Die Umfragen lügen deshalb alle, weil nicht nur die Fragen äußerst manipulativ sind, sondern auch weil Menschen die fehlerfrei bis 3 zählen können, bei solchem Unsinn sofort den Hörer auflegen.

Frances Johnson / 29.05.2020

Sind die Umfragen wirklich repräsentativ, oder werden solitär gefragt Rentner, Studenten, Beamte und Medienangestellte? Bezieht sich das repräsentativ nur auf Alter und Geschlecht? Zu logischem Denken der Deutschen bzw. Mathematikperformance hat Gunnar Heinsohn das Nötige gesagt, nur wusste keiner, dass die Folgen schon da sind. Merkel kriegt eine 6 von mir und Spahn und Maas auch, weil alles, was sie gemacht haben, zu spät kam und überflüssig war, und weil sie sich bei einem komplexen medizinischen Thema nicht auf ein großes interdisziplinär besetztes Team gestützt haben, sondern auf exakt drei Leute, Drosten, Wieler und dessen Vertreter, die sie im Notfall als Bauernopfer benutzen können. Und weil sie keinen Widerspruch zulassen, der bei einem Thema dieser Art notwendig ist. Die repräsentativ Befragten mit den einschlägigen Antworten könnte man bei einem neuen Ausbruch dieses oder eines anderen Virus auch vorübergehend in einem Lager unterbringen - da wären sie sicher und zufrieden und würden genauso antworten. Hauptsache Glotze und Spielekonsole. Das Söderle kriegt auch eine 6, weil es meint, man könnte gegen mutationsfreudige Viren impfen und wäre dann sicher.

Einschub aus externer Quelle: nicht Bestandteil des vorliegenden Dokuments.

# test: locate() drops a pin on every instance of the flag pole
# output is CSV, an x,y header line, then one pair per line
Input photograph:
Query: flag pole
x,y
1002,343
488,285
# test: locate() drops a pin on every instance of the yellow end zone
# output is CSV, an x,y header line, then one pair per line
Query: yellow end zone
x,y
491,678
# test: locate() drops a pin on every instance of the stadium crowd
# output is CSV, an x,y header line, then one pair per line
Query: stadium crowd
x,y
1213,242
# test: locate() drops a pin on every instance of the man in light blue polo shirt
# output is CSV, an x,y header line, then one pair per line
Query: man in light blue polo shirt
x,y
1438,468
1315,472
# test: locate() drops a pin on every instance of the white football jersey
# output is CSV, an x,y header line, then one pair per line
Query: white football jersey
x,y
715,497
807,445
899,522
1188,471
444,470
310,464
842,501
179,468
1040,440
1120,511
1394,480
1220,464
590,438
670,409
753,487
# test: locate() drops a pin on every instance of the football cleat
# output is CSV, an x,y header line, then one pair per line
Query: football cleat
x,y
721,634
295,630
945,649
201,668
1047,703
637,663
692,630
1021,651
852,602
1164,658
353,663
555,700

Karsten Dörre / 29.05.2020

Ach Herr Schneider, wer prüft oder überwacht solch Umfragen? Ich habe paar Jahre für ein Münchner Subunternehmen Umfragen am Telefon beantwortet. Man hat teilnahmslose Frager aus einem Callcenter an der Strippe. Ob diese die richtigen Punkte zu meiner Antwort machten, weiss der Fuchs.